According to Reuters, the 2nd U.S. Circuit Court of Appeals in Manhattan said a lower court judge had erred in concluding that the plaintiff Sean John had no right to sue because he could not prove that Whole Foods overcharged him for any specific purchase.
John sued Whole Foods just one month after New York City’s Department of Consumer Affairs said that the 80 prepackaged foods it tested had mislabeled weights, 89 percent of which failed to meet federal labeling standards. Overcharges ranged from 80 cents for pecan panko to $14.84 for coconut shrimp, Reuters reports.

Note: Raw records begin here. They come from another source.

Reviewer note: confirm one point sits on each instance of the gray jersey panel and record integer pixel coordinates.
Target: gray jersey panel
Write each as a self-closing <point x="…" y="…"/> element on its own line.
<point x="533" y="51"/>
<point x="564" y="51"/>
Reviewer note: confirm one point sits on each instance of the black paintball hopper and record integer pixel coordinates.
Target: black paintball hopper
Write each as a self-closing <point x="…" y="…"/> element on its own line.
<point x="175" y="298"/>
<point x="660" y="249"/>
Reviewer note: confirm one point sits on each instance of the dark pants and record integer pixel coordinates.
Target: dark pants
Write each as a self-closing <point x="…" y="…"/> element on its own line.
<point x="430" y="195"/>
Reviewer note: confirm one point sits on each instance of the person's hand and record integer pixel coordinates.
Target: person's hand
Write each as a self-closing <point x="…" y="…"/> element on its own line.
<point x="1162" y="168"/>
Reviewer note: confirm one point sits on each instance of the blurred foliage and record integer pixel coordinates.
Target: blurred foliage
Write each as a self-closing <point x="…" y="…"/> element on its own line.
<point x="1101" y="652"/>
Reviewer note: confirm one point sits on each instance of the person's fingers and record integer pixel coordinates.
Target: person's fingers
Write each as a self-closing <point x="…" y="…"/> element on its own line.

In December, Whole Foods (based in Austin, Texas) agreed to pay $500,000 to settle with New York, following apologies from co-chief executives, John Mackey and Walter Robb.
According to Circuit Judge Raymond Lohier, John may face “significant evidentiary obstacles” but had legal standing to sue, with or without proof that the items were mislabeled.
“According to the DCA’s investigation, Whole Foods packages of cheese and cupcakes were systematically and routinely mislabeled and overpriced, and John regularly purchased Whole Foods packages of cheese and cupcakes throughout the relevant period,” Lohier wrote. “Taking these allegations as true and drawing all reasonable inferences in his favor, it is plausible that John overpaid for at least one product,” Lohier added.
The case was returned to U.S. District Judge Paul Engelmayer in Manhattan.
In an email, Whole Foods said it was disappointed with the decision and “will continue to vigorously defend against the plaintiff’s meritless claims.”
John’s lawyer did not respond to requests for comment.
In 2010, John sought to represent everyone who bought prepackaged goods at Whole Foods stores in New York City.
This case is now known as John v Whole Foods Market Group, Inc., 2nd U.S. Circuit Court of Appeals, No. 16-986.